Clean your cat’s bowl as frequently as possible with a mild dish detergent (nothing strong-smelling, and use stainless steel bowls or ceramic when possible. Make sure the bowl is large enough or the sides are low enough so your cat can eat with their whiskers free!

Conclusion

These are just the most common reasons for a loss of appetite. 

Keep in mind that missing one meal is worth noting, but in the absence of other symptoms or causes (i.e. you saw them eat something they shouldn’t; they’re having massive diarrhea, etc.), it may not be cause for alarm. When cats live outside and need to catch prey, their next meal isn’t guaranteed, and sometimes their hunting efforts leave them empty-handed (or pawed). 

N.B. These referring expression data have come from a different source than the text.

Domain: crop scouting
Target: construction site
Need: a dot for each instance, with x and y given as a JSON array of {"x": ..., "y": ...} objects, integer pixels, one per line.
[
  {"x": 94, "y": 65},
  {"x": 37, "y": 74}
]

They can miss a meal without ramifications to their health, and cats can in fact live for two weeks without food (but only three days without water). 

And although they are creatures of habit, indoor cats may sometimes skip a meal or not eat as much as they normally do, especially as they age. If you notice your cat is completely disinterested in eating, reach out to your vet to come up with a game plan.



Sources

Center, Sharon. MERCK MANUAL Veterinary Manual, Disorders of the Liver and Gallbladder in Cats.
Cohan, Mindy. Hill’s Pet, Feline Pancreatitis: What You Need to Know.
Hillcrest Animal Hospital, 10 Reasons Why Your Cat Is Not Eating.